Il est navrant de constater que les éditeurs des dictionnaires s’abandonnent à l’air du temps, pour satisfaire aux desiderata d’une partie inculte de la jeunesse qui n’en demandait probablement pas tant.
Les dictionnaires se sont mis à jour. La langue évolue avec la culture et la société, et ces nouvelles éditions donnent une photographie tragi-comique de l’état présent de la France. La grande déculturation est en marche, elle n’épargnera pas ces grandes institutions nationales que sont Le Robert et Le Petit Larousse.
Lundi, parmi les 150 nouveaux noms communs que dévoilait la dernière mouture du Petit Larousse, figuraient entre autres « Selfie », « Bolos » ou « Mémériser ». Il est navrant de constater que les éditeurs des dictionnaires s’abandonnent à l’air du temps, pour satisfaire aux desiderata d’une partie inculte de la jeunesse qui n’en demandait probablement pas tant. Quel est l’intérêt d’un coup de pub qui amène à se trahir et à trahir la langue française ? « Selfie » n’est pas un mot français ; sa version québécoise, l’« egoportrait », est beaucoup plus correcte et amusante. Mais que voulez-vous, nos dirigeants n’aiment rien tant que ce qui nous vient d’outre-Atlantique. C’est jeune, frais, festif et multiculturel.

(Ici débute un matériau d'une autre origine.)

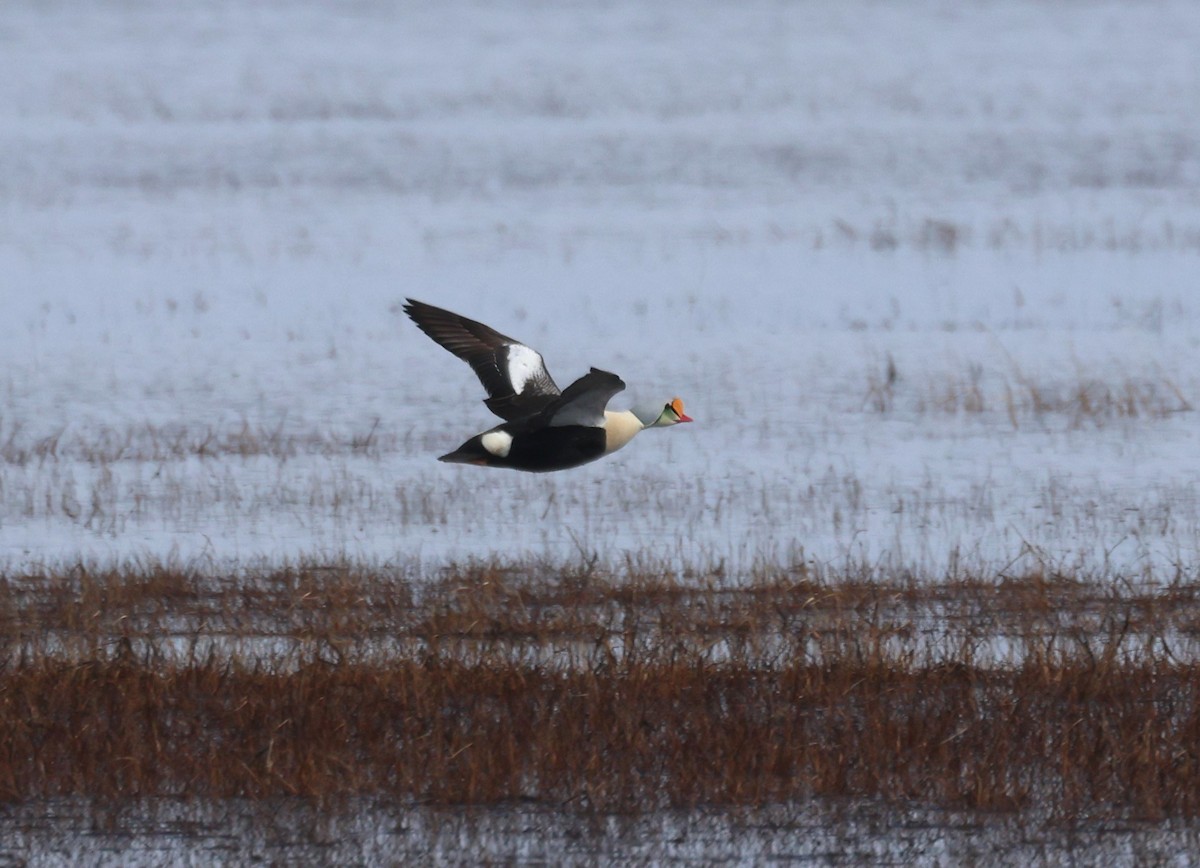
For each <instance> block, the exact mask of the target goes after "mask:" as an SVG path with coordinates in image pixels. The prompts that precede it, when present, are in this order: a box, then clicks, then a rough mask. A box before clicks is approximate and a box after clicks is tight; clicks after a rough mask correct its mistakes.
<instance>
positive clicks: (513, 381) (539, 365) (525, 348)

Le terme « mémériser » a, par exemple, été popularisé par l’animatrice « relookeuse » (j’anticipe l’édition 2017) Cristina Córdula. La « mémérisation » est un néologisme qualifiant l’opération, pour une femme, de s’apprêter d’une façon qui la vieillit. On peut aussi le traduire au masculin : « François Hollande était pépérisé par Ségolène Royal, en changeant de compagne il espérait paraître un peu moins bolos. » Voilà une phrase élégante, et riche d’un vocabulaire enjoué.